Good news on the surgery. Not a humorous humerus moment.

I think that's the same thing that happened to Casey Stoner in 2012 at Indianapolis when he highsided during practice and shredded his ankle.

I may be proven wrong, as often i am, but to attack as he does with an arm healing from a serious injury doesn't make much sense. Unless the doctors have created a bionic man there will be no saving lowsides in the right handers minimum but any crash would be ill advised (read that as dangerous).

It's a shame about the first off he had on Sunday because we didn't get to see the 'standard' potential of the Marc/Honda combo, we only got to see the 'everything in' potential. Was good to see though, working the bike in every possible way and every part of the corners to make the lines.

Brno will be interesting. Will a relatively risk free ride be enough ? Marcs stats being what they are, one DNF from the others is all it will take if he returns on winning form.

As has been true for every rider before, champion or not, injuries slow them down. They lose nerve. They lose physical ability. MM had not lost nerve, but he will, and that time may be now. Ability? Still amazing, but he made two big mistakes during this race. Is everyone ignoring that? 
Champions make amazing recoveries and return for heroic post-injury races, and that makes headlines. It would be great if someone actually tracked careers and injuries. I think there's something in that data. 

To my mind Vale was never the same after the broken leg. Then again, look at Doohan and, for that matter, Jorge after demolishing his ankles. I think it relates to when the rider has a particularly bad injury. Once you've achieved pretty much all you can it must be a little harder to put it all on the line week after week.

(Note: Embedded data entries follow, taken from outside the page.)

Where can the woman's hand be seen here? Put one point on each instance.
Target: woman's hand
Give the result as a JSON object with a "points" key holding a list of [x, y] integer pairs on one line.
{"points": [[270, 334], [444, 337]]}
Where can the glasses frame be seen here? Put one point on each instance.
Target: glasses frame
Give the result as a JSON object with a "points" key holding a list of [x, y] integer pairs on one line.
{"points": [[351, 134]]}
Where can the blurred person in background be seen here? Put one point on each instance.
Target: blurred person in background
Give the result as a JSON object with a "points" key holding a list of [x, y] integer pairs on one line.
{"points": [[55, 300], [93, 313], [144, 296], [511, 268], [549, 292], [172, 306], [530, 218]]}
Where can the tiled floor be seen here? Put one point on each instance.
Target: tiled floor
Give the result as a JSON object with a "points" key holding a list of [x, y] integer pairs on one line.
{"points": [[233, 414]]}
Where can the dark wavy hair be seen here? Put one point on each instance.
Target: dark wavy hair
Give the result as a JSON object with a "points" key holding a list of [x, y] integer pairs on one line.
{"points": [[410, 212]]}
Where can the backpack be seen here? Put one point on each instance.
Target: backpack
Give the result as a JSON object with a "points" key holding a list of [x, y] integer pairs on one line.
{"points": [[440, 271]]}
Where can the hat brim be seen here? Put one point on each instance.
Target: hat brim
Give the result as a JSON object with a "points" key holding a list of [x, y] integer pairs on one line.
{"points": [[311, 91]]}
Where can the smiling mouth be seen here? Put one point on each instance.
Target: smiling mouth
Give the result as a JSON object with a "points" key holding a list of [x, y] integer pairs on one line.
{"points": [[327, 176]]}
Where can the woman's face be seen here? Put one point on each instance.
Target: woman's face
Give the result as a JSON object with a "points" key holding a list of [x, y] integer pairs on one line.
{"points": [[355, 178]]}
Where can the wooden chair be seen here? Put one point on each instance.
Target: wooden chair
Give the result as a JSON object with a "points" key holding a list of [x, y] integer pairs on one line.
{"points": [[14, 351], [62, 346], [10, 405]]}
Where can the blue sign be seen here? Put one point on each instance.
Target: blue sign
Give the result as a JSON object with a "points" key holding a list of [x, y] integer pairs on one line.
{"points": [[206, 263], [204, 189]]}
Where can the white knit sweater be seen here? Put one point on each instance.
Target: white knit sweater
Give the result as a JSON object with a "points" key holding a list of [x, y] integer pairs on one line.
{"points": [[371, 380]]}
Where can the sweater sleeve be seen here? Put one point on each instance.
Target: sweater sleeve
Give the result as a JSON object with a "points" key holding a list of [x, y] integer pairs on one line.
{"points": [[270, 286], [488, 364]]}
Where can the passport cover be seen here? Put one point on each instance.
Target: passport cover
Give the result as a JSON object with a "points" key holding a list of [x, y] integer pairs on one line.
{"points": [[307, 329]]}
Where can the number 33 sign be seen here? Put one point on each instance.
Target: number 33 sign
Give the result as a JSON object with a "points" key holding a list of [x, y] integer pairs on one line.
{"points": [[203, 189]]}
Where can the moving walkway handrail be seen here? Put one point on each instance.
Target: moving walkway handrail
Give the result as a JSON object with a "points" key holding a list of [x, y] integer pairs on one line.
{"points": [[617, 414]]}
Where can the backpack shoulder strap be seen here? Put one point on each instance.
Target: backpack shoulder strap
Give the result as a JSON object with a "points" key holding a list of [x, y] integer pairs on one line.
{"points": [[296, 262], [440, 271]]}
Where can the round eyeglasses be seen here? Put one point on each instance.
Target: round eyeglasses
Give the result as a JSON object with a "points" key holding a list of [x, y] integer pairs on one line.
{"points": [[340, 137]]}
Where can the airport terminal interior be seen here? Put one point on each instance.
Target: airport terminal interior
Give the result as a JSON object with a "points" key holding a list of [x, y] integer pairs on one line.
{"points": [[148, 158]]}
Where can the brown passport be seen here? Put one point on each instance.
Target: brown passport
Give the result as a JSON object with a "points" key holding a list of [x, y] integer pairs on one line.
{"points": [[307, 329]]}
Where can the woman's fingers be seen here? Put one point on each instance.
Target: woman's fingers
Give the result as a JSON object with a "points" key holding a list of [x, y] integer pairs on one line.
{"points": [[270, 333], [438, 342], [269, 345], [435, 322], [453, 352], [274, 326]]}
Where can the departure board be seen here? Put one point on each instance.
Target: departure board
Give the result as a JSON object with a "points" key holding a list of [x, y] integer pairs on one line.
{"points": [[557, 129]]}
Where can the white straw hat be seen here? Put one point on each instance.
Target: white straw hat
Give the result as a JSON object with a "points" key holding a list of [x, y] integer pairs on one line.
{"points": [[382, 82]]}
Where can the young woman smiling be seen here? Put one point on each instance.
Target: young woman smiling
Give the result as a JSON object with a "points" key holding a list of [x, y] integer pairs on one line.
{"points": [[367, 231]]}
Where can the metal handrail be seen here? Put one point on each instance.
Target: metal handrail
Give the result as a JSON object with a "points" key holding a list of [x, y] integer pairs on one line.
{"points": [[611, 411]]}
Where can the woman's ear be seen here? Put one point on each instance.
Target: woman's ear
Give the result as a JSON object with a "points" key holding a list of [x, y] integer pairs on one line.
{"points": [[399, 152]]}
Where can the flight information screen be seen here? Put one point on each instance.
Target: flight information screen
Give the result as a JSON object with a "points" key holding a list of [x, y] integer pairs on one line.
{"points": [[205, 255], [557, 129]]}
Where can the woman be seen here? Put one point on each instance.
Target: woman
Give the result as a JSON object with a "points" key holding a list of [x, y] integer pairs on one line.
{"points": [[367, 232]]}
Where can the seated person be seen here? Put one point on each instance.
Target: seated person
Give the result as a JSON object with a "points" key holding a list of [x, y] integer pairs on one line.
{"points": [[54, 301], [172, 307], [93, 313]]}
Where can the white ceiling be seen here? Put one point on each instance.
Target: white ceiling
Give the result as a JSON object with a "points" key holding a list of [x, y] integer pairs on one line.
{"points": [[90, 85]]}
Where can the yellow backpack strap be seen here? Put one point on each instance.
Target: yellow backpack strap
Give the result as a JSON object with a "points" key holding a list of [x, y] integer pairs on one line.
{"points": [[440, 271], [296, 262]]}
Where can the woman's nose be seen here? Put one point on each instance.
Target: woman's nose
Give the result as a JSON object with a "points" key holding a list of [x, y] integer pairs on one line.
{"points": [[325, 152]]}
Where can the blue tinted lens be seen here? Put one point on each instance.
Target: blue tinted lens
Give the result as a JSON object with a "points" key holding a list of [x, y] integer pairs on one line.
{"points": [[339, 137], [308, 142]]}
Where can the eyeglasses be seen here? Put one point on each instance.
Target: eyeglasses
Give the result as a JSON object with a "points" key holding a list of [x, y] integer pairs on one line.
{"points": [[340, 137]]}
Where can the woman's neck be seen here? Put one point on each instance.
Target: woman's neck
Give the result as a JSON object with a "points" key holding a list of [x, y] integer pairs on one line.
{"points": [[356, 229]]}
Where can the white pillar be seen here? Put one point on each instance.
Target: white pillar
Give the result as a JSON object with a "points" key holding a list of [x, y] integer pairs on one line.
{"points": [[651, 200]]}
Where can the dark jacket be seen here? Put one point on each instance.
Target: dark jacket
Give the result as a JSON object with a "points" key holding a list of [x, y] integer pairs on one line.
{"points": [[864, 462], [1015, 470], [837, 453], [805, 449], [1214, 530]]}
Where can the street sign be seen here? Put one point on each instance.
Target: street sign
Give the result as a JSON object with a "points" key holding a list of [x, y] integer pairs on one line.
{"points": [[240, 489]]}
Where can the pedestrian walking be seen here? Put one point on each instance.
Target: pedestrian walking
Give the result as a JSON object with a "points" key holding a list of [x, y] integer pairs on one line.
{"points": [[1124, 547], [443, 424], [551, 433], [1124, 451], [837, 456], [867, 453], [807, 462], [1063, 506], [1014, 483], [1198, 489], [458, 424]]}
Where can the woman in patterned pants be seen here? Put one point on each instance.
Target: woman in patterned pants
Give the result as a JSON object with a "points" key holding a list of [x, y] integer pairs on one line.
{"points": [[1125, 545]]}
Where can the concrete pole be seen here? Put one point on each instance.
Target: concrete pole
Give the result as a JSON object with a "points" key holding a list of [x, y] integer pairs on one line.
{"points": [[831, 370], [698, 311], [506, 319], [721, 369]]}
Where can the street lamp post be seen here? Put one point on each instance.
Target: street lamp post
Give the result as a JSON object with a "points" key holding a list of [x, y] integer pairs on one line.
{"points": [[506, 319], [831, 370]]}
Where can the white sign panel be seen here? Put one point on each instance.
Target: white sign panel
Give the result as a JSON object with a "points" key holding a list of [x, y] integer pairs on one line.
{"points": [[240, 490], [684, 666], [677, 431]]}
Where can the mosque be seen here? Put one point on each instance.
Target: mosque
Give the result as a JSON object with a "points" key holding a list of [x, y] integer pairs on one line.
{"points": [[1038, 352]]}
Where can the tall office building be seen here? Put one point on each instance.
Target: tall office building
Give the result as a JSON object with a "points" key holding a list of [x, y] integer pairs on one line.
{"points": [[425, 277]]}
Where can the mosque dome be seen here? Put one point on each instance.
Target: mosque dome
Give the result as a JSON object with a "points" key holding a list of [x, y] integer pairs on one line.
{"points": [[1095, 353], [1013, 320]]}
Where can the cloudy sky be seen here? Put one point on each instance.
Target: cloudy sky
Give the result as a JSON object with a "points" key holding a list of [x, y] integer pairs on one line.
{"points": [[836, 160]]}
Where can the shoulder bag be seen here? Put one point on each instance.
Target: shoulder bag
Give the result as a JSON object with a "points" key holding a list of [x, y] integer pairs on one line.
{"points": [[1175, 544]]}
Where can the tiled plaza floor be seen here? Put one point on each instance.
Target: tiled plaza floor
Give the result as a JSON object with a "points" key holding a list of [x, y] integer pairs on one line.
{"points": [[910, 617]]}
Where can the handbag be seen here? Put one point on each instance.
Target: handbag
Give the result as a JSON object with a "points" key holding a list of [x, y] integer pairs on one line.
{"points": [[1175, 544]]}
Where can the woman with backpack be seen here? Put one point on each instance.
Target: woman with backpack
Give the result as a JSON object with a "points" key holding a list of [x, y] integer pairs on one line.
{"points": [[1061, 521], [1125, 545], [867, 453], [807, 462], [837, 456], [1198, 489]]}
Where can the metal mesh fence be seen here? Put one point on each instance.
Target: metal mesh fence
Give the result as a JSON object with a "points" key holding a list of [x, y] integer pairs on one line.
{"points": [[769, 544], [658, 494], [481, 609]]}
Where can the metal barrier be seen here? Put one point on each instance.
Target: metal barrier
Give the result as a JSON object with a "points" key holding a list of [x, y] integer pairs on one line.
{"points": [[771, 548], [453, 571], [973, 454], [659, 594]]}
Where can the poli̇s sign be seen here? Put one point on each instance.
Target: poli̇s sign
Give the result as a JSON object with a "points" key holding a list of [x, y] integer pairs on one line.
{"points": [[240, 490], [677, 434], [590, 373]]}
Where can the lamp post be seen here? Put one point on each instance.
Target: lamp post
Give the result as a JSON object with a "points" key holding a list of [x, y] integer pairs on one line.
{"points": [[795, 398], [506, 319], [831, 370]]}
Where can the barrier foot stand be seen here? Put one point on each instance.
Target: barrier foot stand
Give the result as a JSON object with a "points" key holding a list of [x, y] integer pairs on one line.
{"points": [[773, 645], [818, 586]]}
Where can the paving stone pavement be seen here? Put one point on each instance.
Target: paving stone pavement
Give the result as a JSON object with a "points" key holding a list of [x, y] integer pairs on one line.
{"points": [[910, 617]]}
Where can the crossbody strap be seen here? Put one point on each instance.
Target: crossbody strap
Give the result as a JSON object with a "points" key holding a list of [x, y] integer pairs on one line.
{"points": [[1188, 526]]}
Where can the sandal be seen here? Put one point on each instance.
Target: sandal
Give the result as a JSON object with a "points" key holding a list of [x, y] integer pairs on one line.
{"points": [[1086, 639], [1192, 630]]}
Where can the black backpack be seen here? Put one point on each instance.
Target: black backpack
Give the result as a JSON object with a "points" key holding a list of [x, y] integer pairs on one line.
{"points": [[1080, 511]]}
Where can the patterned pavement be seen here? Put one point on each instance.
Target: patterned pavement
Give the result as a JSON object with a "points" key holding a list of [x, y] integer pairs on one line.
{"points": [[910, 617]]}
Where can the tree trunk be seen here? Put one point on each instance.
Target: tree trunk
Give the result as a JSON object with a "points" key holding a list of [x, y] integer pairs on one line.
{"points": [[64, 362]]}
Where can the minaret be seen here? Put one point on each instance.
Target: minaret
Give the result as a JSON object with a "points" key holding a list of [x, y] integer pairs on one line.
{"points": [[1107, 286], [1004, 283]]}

And age too. You feel a little less immortal in your '30's than you do in your '20's. In which case I expect Marquez will just carry on regardless for a while yet.

One thing that hasn't been touched on much is that, in my view, this arose out of pressure, from Vinales and Quartararo in particular. That isn't going away and, while dnf's by either of these in the races ahead could level things up, it's equally possible that MM will trip over himself again.

In a different vein, there are several podium contenders out there now with no-one (other than MM) clearly stronger than the others (yet). That might change over the next 2 or 3 races but, meanwhile, they are likely to take points away from each other. The gap MM has to bridge may be less than we think. Vale in '06 springs to mind. My memory is hazy but I think there was a point in that season where Nicky had a decent margin, but it was touch and go by Valencia.

Give MM a break, 8 month layoff, coming back after shoulder surgery, hot as hell, bike which barely was sorted by end of testing, and add to all that had just ridden at 100% for 20 laps. He effed up and paid. I predict he comes back more dominant.

Why shouldn't MM try to run this weekend? Could he settle for 5th place points? A crash on the plate could be career ending, so couldn't one in Brno. Can he control the red mist?